"On a été manipulés, mon frère", confesse Reda dans les dernières minutes terrifiantes de "Djihad", tragi-comédie sur le périple en Syrie de trois jeunes Bruxellois musulmans, d'une actualité brûlante et qui connaît un succès inespéré depuis un an en Belgique.
Son auteur, Ismaël Saidi, musulman pratiquant, a vu le jour il y a 39 ans à Bruxelles dans une famille d'origine marocaine.
En près de deux heures, cet ancien policier devenu scénariste tente avec beaucoup d'humour de faire comprendre au spectateur les raisons de la radicalisation à travers l'histoire de trois paumés récupérés par les fanatiques.
"Cette pièce est évidemment une autocritique de la communauté dont je fais partie. Qui sont ces jeunes qui s'engagent ? Avant de les stigmatiser, je voudrais qu'on analyse d'abord les symptômes, pour pouvoir soigner le mal en amont", explique l'auteur.
Et de déplorer "une victimisation à outrance, hypocrite en somme, lorsque ceux qui disent ne pas être tolérés ne sont eux-mêmes pas tolérants envers les autres".

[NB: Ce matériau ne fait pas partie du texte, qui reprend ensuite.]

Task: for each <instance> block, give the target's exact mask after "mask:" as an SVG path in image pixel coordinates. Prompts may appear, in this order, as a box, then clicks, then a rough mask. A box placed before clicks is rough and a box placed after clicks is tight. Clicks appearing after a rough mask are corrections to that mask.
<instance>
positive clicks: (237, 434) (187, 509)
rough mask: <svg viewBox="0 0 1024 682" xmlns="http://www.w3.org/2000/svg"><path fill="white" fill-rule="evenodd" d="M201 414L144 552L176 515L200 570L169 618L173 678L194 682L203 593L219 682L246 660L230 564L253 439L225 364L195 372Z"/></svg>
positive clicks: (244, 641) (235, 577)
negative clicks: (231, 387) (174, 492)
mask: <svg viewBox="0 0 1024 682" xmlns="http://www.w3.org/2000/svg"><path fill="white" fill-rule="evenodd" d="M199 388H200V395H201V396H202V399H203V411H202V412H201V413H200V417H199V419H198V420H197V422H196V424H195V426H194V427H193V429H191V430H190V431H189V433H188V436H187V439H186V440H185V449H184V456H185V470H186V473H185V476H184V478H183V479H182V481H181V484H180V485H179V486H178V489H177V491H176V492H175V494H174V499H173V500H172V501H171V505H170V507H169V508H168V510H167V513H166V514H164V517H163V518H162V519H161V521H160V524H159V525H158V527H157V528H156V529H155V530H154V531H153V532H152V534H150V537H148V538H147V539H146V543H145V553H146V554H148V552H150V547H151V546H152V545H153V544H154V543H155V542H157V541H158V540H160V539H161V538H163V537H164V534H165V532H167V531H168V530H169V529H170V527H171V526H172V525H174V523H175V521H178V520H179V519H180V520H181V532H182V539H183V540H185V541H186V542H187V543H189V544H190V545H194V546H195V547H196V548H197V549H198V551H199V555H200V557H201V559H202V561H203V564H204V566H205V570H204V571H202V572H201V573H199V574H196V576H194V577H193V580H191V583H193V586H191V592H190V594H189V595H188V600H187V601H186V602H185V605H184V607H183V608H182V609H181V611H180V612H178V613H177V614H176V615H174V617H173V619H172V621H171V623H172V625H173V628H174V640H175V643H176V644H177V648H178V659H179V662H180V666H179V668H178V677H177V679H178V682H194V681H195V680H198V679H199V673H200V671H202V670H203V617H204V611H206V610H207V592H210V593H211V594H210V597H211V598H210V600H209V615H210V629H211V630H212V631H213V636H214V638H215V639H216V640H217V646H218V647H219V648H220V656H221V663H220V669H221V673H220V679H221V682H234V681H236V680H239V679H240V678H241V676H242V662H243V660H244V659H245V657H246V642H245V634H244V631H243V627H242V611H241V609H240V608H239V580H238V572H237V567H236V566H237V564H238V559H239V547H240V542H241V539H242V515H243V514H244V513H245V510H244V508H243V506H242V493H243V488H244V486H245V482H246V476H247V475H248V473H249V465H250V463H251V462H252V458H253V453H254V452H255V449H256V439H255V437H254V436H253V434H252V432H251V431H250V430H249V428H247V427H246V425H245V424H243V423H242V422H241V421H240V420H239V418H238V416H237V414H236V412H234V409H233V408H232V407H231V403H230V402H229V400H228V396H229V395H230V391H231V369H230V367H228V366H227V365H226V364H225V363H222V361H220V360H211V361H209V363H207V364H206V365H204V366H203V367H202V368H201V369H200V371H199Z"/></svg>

Dans la pièce "Djihad", Ismaël Saidi, qui a gardé son prénom comme les deux autres acteurs, Reda et Ben, s'est radicalisé car on l'a empêché de vivre sa passion, le dessin.
"C'était un samedi, à l'école arabe. (...) Le professeur avait découvert mes dessins et il m'a giflé. Il m'a lu un hadith (parole ou acte rapporté du prophète Mahomet, NDLR) qui dit que les dessinateurs iront en enfer", raconte sur scène son personnage.
Il cesse de dessiner pour ne pas devenir un mécréant, se réfugie dans la religion puis bascule dans l'extrémisme.
Reda, lui, était amoureux depuis l'école secondaire d'une Belge, Valérie: "Maman m'a dit que Valérie, c'était juste pour jouer, mais pour la vraie vie, il faut une musulmane (...) C'est pour cela que je l'ai quittée".
Quant à Ben, il était fan d'Elvis. Mais en arrivant sur la tombe du King, il s'aperçoit que ce dernier s'appelait Aaron, un prénom juif. "Même la musique que j'écoutais était l'instrument du +complot sioniste mondial+", lance-t-il, en route pour la Syrie.
Jouée pour la première fois à Bruxelles le 26 décembre 2014, "Djihad" ne devait durer que cinq représentations. Devant l'ampleur de son succès, elle a été prolongée et près de 45.000 spectateurs l'ont désormais applaudie. Elle sera présentée en France, à Lyon, en janvier prochain.
Les deux autres acteurs, Reda Chebchoubi et Ben Hamidou, comme Ismaël Saidi d'origine marocaine, ont aussi grandi à Bruxelles, le dernier à Molenbeek-Saint-Jean, dans la même commune que le suspect clé traqué depuis les attentats de Paris, Salah Abdeslam.
Sur scène, ils utilisent le même langage et les mêmes références que les jeunes de leurs quartiers, ce qui rend la pièce d'autant plus accessible à un public très mélangé.
"J'ai écrit cette pièce pour ma mère et mes gosses", explique le scénariste. Selon lui, elle s'adresse à tous, à partir de 12 ans. Toujours suivie d'un débat avec les acteurs, elle permet d'évoquer la radicalisation avec le public. Beaucoup d'élèves ont déjà assisté à une représentation.